In 1851 gold was found in the Bendigo region. News reached China and by 1853 Chinese miners started to arrive at Dai Gum San (Big Gold Mountain). By 1855 there were up to 4000 Chinese in the Bendigo goldfields, about one fifth of the population.
By the 1860s, Bendigo was becoming a wealthy and established town, and in 1869 The Bendigo Easter Fair and Procession was initiated to raise funds for the Bendigo Benevolent Asylum and Hospital. By 1871, the Chinese, keen to support the wider community, joined the procession, providing music, theatre and acrobatic displays. Their position as the main attraction at the Fair was confirmed by 1879.
All of the costumes, flags and musical instruments were imported from China, with no expense spared. For the 1882 Fair, 100 cases of processional regalia were imported. In 1892 a further 200 cases arrived, along with Loong, the Imperial five-clawed dragon, who made his first appearance that year.

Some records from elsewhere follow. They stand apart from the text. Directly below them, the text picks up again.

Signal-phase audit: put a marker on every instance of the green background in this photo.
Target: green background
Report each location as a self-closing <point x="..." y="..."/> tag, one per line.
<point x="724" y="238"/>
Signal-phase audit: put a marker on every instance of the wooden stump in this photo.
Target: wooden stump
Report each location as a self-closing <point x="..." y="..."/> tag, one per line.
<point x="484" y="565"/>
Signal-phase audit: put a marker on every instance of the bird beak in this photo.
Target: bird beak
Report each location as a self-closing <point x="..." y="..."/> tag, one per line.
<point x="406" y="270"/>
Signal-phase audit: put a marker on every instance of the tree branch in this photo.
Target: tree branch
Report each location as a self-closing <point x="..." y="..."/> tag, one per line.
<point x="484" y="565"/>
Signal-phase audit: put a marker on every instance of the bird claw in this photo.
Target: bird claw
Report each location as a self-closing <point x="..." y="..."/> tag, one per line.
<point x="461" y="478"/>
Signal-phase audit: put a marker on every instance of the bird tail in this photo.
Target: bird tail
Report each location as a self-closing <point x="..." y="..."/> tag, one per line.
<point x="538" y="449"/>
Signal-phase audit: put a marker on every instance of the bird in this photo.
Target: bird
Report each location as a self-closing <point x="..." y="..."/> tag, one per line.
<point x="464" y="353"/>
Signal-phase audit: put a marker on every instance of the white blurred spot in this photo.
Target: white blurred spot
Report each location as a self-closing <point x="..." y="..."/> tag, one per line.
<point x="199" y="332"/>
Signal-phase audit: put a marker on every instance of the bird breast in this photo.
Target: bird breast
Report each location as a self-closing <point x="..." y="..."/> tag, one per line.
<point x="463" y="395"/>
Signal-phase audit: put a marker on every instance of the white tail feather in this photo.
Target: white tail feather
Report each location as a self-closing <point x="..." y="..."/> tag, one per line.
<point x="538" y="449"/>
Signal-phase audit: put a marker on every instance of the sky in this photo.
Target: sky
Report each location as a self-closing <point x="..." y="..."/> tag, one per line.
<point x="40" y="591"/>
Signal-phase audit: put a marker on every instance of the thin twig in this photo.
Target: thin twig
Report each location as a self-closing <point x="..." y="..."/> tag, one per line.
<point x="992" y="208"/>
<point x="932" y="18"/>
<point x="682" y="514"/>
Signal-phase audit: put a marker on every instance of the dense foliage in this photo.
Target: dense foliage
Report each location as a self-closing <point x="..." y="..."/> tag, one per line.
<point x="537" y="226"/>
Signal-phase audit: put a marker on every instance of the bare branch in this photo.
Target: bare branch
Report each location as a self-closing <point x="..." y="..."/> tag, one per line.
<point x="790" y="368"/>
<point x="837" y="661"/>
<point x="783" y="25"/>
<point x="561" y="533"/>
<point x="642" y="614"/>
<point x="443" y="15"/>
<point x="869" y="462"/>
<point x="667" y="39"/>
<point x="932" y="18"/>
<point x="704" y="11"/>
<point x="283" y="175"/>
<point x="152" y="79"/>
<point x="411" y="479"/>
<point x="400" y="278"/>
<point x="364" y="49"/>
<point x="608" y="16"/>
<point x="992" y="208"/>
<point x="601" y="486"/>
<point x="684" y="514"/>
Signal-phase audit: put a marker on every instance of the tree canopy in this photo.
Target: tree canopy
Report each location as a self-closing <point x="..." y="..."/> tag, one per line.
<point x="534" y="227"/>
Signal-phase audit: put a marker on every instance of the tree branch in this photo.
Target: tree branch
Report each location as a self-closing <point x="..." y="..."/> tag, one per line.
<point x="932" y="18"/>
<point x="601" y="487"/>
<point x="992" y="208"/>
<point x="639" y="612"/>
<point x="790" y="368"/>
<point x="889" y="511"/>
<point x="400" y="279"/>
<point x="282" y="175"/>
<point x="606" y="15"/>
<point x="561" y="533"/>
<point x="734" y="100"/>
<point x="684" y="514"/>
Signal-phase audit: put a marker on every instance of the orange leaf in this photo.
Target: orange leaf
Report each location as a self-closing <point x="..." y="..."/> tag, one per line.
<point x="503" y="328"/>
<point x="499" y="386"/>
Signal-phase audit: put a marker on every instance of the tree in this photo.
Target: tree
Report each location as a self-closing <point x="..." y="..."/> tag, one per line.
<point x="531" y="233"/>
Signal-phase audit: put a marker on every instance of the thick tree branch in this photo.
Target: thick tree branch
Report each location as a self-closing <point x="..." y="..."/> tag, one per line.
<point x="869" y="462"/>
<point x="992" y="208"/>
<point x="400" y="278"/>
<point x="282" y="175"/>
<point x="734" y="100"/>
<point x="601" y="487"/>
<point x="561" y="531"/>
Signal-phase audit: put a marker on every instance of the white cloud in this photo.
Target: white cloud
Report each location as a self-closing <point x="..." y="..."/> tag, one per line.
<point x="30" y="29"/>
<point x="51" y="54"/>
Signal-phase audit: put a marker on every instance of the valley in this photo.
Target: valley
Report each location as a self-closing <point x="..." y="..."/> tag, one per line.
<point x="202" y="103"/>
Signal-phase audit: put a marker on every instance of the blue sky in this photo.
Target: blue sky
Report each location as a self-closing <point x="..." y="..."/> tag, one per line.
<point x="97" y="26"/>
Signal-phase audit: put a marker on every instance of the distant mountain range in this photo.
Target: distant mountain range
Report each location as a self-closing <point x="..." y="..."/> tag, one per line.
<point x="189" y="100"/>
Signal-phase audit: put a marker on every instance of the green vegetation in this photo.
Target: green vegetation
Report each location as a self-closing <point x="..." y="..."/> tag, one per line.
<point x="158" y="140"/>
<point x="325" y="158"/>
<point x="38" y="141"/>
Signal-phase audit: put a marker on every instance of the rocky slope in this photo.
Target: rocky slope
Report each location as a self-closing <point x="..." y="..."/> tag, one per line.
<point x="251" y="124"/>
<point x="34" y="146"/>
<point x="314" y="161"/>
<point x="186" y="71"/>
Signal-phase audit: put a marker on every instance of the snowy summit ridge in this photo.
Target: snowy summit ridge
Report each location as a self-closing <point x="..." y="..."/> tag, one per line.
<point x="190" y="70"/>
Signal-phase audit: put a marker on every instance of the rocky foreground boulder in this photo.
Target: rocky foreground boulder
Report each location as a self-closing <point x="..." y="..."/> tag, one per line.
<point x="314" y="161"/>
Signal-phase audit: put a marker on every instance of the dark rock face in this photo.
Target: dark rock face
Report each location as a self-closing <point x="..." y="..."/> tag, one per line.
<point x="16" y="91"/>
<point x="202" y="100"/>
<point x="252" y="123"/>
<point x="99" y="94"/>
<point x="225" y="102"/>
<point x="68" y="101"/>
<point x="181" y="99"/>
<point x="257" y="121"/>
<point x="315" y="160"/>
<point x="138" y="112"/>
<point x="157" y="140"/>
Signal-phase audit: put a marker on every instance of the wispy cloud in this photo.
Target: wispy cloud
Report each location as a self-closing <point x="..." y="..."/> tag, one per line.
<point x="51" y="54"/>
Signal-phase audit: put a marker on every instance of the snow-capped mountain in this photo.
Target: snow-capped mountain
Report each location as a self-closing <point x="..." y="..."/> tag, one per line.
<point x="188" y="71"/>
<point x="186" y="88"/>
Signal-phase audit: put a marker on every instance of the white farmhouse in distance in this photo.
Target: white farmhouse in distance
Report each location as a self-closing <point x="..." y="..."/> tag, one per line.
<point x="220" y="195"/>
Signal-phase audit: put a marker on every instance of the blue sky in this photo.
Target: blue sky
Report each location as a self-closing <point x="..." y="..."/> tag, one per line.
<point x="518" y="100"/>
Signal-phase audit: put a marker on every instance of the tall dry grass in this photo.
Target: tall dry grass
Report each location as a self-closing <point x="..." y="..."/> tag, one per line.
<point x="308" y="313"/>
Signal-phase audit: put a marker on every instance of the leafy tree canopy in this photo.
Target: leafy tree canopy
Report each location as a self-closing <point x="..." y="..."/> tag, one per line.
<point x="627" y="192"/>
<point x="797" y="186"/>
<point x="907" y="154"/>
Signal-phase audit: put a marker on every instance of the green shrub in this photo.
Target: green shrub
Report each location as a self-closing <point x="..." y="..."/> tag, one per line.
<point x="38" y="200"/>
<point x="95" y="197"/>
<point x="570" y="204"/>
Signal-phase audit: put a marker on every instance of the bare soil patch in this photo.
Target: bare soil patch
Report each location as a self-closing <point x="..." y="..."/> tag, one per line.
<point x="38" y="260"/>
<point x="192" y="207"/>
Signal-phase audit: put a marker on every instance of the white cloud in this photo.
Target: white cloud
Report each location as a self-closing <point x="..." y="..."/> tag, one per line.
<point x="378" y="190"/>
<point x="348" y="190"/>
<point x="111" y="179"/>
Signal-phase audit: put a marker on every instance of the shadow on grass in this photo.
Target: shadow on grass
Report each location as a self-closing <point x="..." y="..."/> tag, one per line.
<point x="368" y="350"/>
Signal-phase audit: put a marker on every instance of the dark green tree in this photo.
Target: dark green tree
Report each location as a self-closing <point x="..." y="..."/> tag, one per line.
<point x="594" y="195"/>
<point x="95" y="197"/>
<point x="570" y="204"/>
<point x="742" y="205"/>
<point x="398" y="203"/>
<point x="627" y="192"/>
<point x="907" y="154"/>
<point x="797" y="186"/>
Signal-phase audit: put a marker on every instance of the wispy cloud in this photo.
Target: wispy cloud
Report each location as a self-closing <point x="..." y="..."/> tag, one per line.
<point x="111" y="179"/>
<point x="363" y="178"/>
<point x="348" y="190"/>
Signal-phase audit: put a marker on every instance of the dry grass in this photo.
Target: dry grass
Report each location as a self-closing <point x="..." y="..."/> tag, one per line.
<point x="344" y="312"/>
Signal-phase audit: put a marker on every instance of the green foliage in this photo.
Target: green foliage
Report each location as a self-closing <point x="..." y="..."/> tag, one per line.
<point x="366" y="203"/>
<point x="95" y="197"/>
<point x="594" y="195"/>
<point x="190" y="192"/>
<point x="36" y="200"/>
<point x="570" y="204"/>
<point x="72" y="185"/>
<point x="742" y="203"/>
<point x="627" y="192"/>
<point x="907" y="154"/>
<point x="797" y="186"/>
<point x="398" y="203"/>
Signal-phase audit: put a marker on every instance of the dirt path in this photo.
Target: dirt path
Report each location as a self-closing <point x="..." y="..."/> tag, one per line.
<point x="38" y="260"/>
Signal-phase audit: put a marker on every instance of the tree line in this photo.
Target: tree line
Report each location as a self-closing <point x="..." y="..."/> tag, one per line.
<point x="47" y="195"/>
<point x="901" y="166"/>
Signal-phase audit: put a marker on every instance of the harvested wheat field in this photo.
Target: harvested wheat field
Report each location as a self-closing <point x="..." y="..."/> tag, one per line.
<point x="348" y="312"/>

The traditions established in the 1860s by the Bendigo Chinese community continue to this day. As well as providing the main attraction in the Bendigo Easter Festival, ceremonies such as the Awakening of the Dragon are conducted. These traditions reflect uniquely preserved traditions, many of which were lost or discontinued in mainland China. They also reflect traditions, such as the main celebration taking place at Easter rather than Chinese New Year, that trace the history of the Chinese in Victoria.
The remarkable collection of 19th Century processional regalia that has been preserved by the Chinese community in Bendigo is held in the Golden Dragon Museum. It is not only a collection of world significance but, importantly, it contextualises and preserves the living heritage of both Victoria and China.